Hatch to the livewell pump.





Rear storage hatch and hatch to the bilge and rear anchor.





Livewell





Front storage hatch and battery/front anchor hatch





View from up front...


----------



## Big Buck (Dec 8, 2008)

Looks great!!! I do have a question though on the Thompson Water Seal, I was curios as to how long that will last, would you be better off using polurathane instead? I was under the impression that Water seal has to be re-applied after a year or so, just a question and if so hope I helped, if not just ignore me, lol. Good luck and keep those pictures coming.


----------



## ben2go (Dec 8, 2008)

Good werk DryFlyRy.I like the layout.Check your work first,before you finialize everything to make sure the boat is balance front to back and left to right.





Big Buck said:


> Looks great!!! I do have a question though on the Thompson Water Seal, I was curios as to how long that will last, would you be better off using polurathane instead? I was under the impression that Water seal has to be re-applied after a year or so, just a question and if so hope I helped, if not just ignore me, lol. Good luck and keep those pictures coming.



As long as it isn't exposed to the weather like a porch or deck it should be fine.Just remember to leave the drain plug out when the boat is out of the water.Carpet with rubber backing plus the adhesive will help keep the moister off the wood.I prefer paint or epoxy coating.I redecked pontoons 15 years ago,some are permanently dock and others just sit out on their trailer or blocks,and the wood still looks good.The only thing I've noticed is a little darkening of the wood,very little checking,and no soft spots.


----------



## Big Buck (Dec 8, 2008)

ben2go said:


> Good werk DryFlyRy.I like the layout.Check your work first,before you finialize everything to make sure the boat is balance front to back and left to right.
> 
> 
> 
> ...



Good to know I was not for sure what to do on mine. I think that Thompsons' is quite a bit cheaper too!!! Thanks.


----------



## ben2go (Dec 9, 2008)

You're welcome.


----------



## DryFlyRy (Dec 10, 2008)

ben2go said:


> I prefer paint or epoxy coating.



What is a good paint to use? a poly? laytex? I think I would rather have something that was a spray on cus it will prob go on quicker. At least for the frame work, only problem is I would like something that goes on clear as each piece is labeled for when I put it all back together.

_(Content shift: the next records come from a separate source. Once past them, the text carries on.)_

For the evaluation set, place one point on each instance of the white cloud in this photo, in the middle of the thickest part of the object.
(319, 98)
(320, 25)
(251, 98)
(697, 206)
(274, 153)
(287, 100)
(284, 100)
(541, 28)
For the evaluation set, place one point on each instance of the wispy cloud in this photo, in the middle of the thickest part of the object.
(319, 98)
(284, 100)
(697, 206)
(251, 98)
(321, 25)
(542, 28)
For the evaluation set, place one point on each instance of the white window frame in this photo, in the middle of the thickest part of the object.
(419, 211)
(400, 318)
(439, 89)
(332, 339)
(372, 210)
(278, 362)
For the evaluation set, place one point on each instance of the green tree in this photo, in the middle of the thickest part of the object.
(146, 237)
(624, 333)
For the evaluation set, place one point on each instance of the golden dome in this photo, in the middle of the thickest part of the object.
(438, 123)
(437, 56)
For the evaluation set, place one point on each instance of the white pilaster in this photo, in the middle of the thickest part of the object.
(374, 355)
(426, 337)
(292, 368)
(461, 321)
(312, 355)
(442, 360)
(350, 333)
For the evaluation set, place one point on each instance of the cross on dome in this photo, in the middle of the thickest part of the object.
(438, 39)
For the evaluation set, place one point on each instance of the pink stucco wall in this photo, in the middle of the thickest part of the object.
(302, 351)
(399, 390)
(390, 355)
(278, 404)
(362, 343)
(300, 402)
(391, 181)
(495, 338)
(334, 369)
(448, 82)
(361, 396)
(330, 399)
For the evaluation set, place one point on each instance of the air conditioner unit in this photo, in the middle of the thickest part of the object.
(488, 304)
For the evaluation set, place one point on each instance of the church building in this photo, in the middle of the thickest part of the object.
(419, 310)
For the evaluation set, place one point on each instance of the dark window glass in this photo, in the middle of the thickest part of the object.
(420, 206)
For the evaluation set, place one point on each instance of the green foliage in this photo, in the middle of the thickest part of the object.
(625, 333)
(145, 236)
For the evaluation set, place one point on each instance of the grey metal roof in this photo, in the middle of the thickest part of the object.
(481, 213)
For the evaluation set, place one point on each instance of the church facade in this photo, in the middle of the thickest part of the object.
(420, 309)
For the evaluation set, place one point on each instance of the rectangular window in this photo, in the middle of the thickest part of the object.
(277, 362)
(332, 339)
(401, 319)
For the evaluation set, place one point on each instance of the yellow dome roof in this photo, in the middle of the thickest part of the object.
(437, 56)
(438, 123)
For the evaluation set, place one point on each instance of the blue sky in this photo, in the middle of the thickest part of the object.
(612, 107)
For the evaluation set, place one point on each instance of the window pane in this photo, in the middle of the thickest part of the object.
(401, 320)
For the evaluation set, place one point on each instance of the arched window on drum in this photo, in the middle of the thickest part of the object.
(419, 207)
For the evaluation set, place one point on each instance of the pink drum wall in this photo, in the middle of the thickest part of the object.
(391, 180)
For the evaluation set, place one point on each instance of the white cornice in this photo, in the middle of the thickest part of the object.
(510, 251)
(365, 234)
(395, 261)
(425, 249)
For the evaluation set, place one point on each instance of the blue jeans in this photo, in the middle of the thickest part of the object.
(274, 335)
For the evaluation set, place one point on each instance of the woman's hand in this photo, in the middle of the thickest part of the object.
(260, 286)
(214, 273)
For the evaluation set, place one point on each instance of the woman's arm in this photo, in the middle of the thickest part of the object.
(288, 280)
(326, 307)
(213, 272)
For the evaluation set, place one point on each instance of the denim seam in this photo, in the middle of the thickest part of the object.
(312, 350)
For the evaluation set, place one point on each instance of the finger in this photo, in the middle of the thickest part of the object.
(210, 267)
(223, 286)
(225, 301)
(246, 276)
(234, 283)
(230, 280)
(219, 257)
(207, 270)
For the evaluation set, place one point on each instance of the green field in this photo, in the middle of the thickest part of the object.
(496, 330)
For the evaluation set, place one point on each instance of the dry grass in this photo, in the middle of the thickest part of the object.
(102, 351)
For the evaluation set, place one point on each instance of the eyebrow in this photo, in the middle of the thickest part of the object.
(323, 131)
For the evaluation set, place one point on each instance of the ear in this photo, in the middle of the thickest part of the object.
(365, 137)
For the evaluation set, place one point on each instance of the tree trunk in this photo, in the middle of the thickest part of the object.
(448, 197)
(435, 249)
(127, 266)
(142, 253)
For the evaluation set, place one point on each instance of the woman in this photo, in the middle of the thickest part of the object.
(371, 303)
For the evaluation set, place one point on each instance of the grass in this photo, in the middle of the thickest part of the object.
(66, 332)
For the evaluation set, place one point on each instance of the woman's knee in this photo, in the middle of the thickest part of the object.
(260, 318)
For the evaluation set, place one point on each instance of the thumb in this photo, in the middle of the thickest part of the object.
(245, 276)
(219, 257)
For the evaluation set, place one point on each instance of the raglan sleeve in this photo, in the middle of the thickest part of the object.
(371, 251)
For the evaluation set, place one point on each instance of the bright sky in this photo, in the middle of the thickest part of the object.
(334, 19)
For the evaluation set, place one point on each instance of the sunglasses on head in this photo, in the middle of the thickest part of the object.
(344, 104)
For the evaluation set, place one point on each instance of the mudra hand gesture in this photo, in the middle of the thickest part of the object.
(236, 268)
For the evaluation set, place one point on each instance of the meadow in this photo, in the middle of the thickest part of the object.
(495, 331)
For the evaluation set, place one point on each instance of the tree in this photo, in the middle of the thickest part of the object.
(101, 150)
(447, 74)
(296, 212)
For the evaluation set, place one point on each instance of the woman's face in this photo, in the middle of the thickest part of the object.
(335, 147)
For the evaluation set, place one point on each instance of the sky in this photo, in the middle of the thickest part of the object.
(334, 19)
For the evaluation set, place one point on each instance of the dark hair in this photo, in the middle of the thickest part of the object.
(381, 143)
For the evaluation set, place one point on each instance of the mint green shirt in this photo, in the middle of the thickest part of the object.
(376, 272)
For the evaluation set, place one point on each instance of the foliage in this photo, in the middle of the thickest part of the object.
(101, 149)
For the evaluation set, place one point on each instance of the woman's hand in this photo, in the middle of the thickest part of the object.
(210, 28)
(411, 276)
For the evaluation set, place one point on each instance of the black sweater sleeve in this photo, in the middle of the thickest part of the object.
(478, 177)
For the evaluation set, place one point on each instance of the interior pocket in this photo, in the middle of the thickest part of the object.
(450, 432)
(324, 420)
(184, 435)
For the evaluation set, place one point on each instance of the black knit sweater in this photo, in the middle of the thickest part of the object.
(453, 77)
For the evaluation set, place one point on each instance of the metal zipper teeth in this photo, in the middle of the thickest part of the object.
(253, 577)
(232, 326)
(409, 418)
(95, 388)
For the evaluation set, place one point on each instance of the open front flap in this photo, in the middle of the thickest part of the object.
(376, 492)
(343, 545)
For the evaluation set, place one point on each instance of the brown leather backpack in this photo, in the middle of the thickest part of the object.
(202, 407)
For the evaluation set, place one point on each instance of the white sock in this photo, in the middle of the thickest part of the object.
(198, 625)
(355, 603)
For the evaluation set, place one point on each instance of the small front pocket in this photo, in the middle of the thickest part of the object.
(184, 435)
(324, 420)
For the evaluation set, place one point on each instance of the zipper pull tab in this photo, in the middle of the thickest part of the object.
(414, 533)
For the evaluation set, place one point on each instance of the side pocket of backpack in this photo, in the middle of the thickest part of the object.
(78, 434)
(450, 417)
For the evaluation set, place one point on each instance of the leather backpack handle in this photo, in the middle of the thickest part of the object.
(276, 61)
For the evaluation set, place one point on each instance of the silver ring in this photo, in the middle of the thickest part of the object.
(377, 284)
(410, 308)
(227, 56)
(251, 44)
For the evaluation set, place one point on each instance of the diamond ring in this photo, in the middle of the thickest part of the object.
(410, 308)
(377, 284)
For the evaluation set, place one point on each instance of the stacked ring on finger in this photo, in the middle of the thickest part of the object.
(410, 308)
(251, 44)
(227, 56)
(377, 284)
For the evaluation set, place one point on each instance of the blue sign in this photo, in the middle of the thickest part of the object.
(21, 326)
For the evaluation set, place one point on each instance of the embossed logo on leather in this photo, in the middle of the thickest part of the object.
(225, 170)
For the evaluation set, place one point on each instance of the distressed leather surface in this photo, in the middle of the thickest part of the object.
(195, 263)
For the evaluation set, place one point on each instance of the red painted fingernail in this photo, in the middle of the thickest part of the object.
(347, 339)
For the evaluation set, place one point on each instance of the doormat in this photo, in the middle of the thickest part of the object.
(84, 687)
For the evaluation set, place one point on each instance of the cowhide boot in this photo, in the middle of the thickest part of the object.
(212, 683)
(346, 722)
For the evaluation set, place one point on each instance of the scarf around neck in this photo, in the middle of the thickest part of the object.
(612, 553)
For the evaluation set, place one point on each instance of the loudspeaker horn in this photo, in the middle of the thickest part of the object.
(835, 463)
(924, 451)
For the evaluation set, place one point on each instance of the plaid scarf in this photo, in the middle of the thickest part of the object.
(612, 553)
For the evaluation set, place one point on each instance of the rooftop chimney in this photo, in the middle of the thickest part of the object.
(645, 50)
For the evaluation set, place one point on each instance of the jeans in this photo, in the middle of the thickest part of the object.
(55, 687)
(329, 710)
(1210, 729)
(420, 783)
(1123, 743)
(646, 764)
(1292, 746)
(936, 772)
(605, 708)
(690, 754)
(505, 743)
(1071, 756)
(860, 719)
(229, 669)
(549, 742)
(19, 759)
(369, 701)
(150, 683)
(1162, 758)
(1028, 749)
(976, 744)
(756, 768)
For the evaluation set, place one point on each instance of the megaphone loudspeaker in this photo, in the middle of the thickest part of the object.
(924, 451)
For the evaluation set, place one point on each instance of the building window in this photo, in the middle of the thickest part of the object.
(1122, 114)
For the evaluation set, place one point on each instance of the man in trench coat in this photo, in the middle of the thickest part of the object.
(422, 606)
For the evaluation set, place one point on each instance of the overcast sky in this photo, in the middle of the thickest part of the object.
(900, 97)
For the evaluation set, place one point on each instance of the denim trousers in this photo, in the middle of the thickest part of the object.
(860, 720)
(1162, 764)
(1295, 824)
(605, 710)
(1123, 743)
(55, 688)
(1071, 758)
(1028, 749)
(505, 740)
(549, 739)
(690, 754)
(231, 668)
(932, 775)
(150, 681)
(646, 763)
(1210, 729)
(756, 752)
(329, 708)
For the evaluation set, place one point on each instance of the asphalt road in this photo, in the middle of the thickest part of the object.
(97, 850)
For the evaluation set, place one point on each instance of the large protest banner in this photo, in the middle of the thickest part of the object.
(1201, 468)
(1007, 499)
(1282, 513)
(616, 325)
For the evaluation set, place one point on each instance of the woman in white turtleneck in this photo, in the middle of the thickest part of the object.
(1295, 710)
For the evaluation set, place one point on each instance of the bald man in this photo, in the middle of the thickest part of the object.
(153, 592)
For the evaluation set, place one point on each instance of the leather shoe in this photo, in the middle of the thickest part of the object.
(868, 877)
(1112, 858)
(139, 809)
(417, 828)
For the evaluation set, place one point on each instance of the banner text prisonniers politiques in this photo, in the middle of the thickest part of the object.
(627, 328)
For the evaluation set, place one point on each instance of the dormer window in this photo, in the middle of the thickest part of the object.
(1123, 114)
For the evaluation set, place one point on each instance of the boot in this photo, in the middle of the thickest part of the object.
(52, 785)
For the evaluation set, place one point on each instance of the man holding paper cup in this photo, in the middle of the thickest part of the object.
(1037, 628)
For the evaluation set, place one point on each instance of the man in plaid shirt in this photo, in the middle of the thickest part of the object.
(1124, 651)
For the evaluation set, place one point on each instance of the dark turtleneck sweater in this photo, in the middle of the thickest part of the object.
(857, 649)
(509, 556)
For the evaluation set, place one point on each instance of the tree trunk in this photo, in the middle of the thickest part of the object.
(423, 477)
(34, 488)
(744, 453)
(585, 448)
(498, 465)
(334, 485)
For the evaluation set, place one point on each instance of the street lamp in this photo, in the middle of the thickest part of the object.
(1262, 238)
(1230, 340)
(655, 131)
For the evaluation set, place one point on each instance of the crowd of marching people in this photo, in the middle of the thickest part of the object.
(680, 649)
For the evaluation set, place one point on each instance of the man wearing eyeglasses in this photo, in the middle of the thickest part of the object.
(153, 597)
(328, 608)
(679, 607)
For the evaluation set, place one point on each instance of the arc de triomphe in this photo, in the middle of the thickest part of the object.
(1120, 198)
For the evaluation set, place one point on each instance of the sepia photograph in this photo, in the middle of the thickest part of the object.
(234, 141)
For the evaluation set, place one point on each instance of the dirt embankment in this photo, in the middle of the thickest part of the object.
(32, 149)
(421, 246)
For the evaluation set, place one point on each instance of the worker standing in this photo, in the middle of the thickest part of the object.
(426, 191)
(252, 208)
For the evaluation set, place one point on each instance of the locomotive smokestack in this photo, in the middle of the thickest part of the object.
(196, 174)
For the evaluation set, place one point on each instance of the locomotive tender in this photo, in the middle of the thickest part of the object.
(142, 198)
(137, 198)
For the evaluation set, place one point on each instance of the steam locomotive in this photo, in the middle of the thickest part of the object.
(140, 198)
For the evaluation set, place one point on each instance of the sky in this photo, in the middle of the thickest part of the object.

My ply I could really brush on some good heavy coats of something as i would think thats whats most prone to rot... what did everyone else use?


----------



## russ010 (Dec 10, 2008)

I used Brightside Interlux which is a Polyurethane... I sprayed it on in 3 thin coats and it worked awesome, but I used zinc chromate as the base primer after etching the boat up a little bit. I've scratched it up pretty good on the bottom because of all the rocks where I fish, but it's holding up well everywhere else. 

On the inside I use spray cans of paint in a metallic black. I was going to spray it too, but I got a head of myself and started installing decking with carpet before I realized what I was doing. It looks good and I only put one coat on... it hasn't started scratching or peeling yet, it's pretty durable.

You can see the process I used *HERE*


----------



## ben2go (Dec 10, 2008)

Once again I follow russo1o.Poly all the way. :LOL2:


----------



## CTAngler481 (Dec 12, 2008)

Nice rig!! Cool tattoo too!

I am in Granby, CT not far from westfield!


----------



## DryFlyRy (Dec 12, 2008)

Nice!! I'm sure I'll be bumping into you at congamond or otis ! :beer: :fishing:


----------



## DryFlyRy (Dec 15, 2008)

got the frame all done for the front deck and roughed up for the rear. The rear is on hold for the moment until I can convince santa to let me have my gas tank early so I can figure out how everything will sit back there... but here are the pics of the front....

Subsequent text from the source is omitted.